Caporalato, inchiesta “Ponos”: vittime ritrattano e finiscono nei guai

Avrebbero negato e smentito tutto. Si tratta di due delle tre presunte vittime che sarebbero state costrette a lavorare in campagna per pochi euro in condizioni pessime.

Presunte vittime che dunque non confermano le accuse e, anzi, le smentiscono, rischiando così ora di finire sotto processo per falsa testimonianza.

L’operazione di contrasto al fenomeno del caporalato nell’agrigentino, denominata “Ponos”, come si ricorderà fu condotta dai militari dell’Arma dei Carabinieri che avevano dato esecuzione a 8 decreti di fermo di indiziato di delitto emessi dalla Procura della Repubblica presso il Tribunale di Agrigento a conclusione dell’operazione.

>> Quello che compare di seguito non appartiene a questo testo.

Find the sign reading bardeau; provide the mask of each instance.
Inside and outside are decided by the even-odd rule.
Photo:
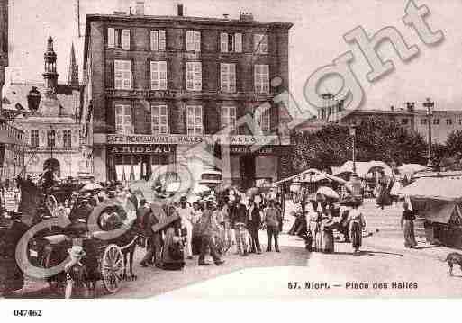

L’indagine, partita nel maggio 2019 da una intuizione della Sezione Operativa della Compagnia di Agrigento e del locale Nucleo Carabinieri Ispettorato del Lavoro, è stata coordinata dal Signor Procuratore della Repubblica di Agrigento, Dr. Luigi Patronaggio e dal Sostituto Procuratore della Repubblica, D.ssa Gloria Andreoli. Le investigazioni, svolte con numerosissimi servizi di pedinamento e con un complesso sistema di intercettazione e di riprese video, avevano svelato l’esistenza di una complessa organizzazione che sfruttava senza scrupoli manodopera extracomunitaria per lavori agricoli di vario tipo su tutto il territorio agrigentino e anche oltre. Un fenomeno di caporalato, insomma, articolato e con una solida struttura verticistica, che vedeva, come capi promotori ed organizzatori, due donne di origine slovacca, madre e figlia. In qualità di complici nella gestione delle attività, sono stati anche arrestati due romeni e quattro italiani.

Tutto cominciava con l’ingresso dei lavoratori, nella maggior parte dei casi ucraini e moldavi, all’interno delle frontiere europee. Le due donne e gli altri membri dell’organizzazione – secondo gli investigatori – facendo ottenere ai futuri braccianti visti turistici che consentissero l’ingresso negli Stati ai confini orientali dell’Unione Europea, facevano transitare la forza lavoro dalla Polonia e, approfittando della libera circolazione prevista dal Trattato di Schengen, aggiravaano i limiti del c.d. decreto flussi, organizzando il viaggio verso l’Italia attraverso autobus vecchi ed angusti. Una volta arrivati nell’agrigentino, i circa 100 braccianti ucraini sono stati “ospitati”, pagando un affitto da 100 euro a posto letto al mese presso diverse abitazioni messe a disposizione dai membri dell’organizzazione (in abitazioni anche con 5 ospiti), divenendo pronti per essere sfruttati nei campi.

La Procura voleva ascoltare le presunte vittime che hanno smentito qualsiasi circostanza. Una fattispecie che le ha fatte finire nei guai poiché il pm Gloria Andreoli ha chiesto la trasmissione degli atti al suo stesso ufficio per metterle sotto inchiesta per falsa testimonianza.